Plaintiff argues that the ALJ erred in calculating his Residual Functional Capacity (RFC) and in assessing his credibility (Doc. 10). The Court has thoroughly reviewed the claimant's medical records, hearing testimony, and the ALJ's opinion, and agrees with Mullins that the ALJ's failure to obtain and consider medical opinions regarding his physical ability to function in the workplace constitutes reversible error.

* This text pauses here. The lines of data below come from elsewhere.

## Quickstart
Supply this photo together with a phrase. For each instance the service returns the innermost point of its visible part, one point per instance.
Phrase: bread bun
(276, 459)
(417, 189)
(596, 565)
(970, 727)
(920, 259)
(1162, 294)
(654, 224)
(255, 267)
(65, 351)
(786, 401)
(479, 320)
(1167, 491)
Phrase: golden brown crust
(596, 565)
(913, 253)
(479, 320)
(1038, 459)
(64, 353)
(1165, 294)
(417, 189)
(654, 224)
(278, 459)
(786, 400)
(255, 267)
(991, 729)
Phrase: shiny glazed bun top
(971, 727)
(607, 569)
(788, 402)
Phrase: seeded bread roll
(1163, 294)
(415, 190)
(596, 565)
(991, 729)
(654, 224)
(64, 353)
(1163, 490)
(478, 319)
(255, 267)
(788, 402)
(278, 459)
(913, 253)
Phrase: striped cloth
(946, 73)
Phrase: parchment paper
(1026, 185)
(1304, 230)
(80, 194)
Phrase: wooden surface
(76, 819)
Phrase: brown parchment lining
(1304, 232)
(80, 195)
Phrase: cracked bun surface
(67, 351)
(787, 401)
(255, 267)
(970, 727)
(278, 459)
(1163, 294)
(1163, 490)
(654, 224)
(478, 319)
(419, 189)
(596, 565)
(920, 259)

Generally, the claimant is responsible for providing the evidence the agency will use in determining an individual's Residual Functional Capacity (RFC). The agency, however, is tasked with developing a claimant's complete medical history and arranging for consultative examinations if necessary. 20 C.F.R. § 404.1545. Indeed, it is the duty of an ALJ to "fully and fairly" develop the record. Nevland v. Apfel, 204 F.3d 853, 857 (8th Cir. 2000) (citing Warner v. Heckler, 722 F.2d 428, 431 (8th Cir. 1983)). Moreover, an individual's RFC is a "medical question" that must be supported by some evidence from a medical professional. Hutsell v. Massanari, 259 F.3d 707, 711 (8th Cir. 2001) (citing Lauer v. Apfel, 245 F.3d 700, 704 (8th Cir. 2001)). To properly assess a claimant's RFC, the ALJ "should obtain medical evidence that addresses the claimant's ability to function in the workplace." Hutsell, 259 F.3d at 712.

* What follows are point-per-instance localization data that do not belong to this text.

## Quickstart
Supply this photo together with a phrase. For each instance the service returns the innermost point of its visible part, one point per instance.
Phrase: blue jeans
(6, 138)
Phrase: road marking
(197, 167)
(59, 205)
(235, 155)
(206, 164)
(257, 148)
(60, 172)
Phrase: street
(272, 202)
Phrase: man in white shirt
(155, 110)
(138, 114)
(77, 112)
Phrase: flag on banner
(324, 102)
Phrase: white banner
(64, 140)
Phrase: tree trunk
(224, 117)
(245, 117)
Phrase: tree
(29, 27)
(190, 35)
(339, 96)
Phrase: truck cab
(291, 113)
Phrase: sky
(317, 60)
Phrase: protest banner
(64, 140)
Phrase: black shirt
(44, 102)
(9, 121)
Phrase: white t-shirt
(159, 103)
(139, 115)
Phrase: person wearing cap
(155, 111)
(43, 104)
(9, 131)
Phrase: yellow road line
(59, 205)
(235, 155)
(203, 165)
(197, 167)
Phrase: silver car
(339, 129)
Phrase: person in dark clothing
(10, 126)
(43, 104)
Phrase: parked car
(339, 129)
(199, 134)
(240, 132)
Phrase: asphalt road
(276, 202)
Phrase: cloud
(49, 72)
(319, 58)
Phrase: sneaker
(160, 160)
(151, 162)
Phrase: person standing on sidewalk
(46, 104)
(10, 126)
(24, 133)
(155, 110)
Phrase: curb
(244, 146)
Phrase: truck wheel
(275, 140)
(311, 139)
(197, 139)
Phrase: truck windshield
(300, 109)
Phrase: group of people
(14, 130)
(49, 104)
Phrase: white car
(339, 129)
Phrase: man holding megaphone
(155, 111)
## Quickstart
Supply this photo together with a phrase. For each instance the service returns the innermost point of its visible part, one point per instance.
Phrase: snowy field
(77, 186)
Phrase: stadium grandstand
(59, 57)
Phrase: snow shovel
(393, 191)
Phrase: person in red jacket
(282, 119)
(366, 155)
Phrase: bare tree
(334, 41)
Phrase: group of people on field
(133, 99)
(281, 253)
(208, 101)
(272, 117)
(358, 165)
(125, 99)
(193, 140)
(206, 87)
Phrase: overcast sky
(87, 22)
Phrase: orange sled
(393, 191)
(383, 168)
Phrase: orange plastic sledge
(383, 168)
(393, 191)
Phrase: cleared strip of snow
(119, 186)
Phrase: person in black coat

The ALJ determined that Mullins suffered from the severe impairments of degenerative disc disease of the cervical spine; obesity; depression; and a history of alcohol abuse. The record contains only one opinion regarding the claimant's ability to perform work-related physical tasks. That opinion, from Michael Ball, D.O., suggested Mullins was capable of carrying only up to five pounds frequently, and only ten pounds occasionally; standing or walking continuously for only 30 minutes in an eight-hour work day; standing or walking three hours total throughout an eight-hour work day; sitting continuously for only 30 minutes in an eighthour workday; and sitting three hours total throughout an eight-hour workday. The ALJ rejected Dr. Ball's opinion in its entirety because it was inconsistent with his treatment notes, he did not see the claimant regularly, and his opinion was based only on the claimant's subjective complaints. The ALJ gave good reasons for affording no weight to Dr. Ball's opinion, as she was required to do. See Reed v. Barnhart, 399 F.3d 917, 921 (8th Cir. 2005). But without seeking any additional functional evaluations, the ALJ determined that Mullins had the physical RFC to perform a full range of medium work. There is no support in the record for this determination. On the contrary, the record contains objective medical evidence substantiating the claimant's complaints of back and neck pain. A June 2011 MRI of the lumbar spine showed spondylosis, degenerative disc bulging, and mild facet joint hypertrophy. A September 2011 MRI of the cervical spine showed posterior disc bulging and/or broad-based protrusion impinging the anterior margin of the spinal cord at C6-7, creating a central stenosis and uncovertebral joint hypertrophy encroaching on the right C4 and bilateral C7 neural foramina.

The Court emphasizes that an RFC calculation must be supported by some medical evidence. The ALJ was under a duty to fully develop the record so it contained the opinions necessary to properly determine the claimant's RFC. Given the objective medical findings, the ALJ should have sought the opinion of a physician regarding Mullins' ability to function in the workplace. It was error for the ALJ to determine the claimant's physical RFC without any supporting medical opinions. Thus, the Court remands the case to the Commissioner for expansion of the record to include the opinion(s) of medical sources as to Mullins' ability to perform in the workplace, and for subsequent re-evaluation of his RFC.


Based upon a thorough review of the record, the Court finds the RFC determined by the ALJ is not supported by substantial evidence on the record as a whole. IT IS THEREFORE ORDERED that the decision of the Commissioner of Social Security is REVERSED AND REMANDED for further development of the record and reassessment of the claimant's RFC.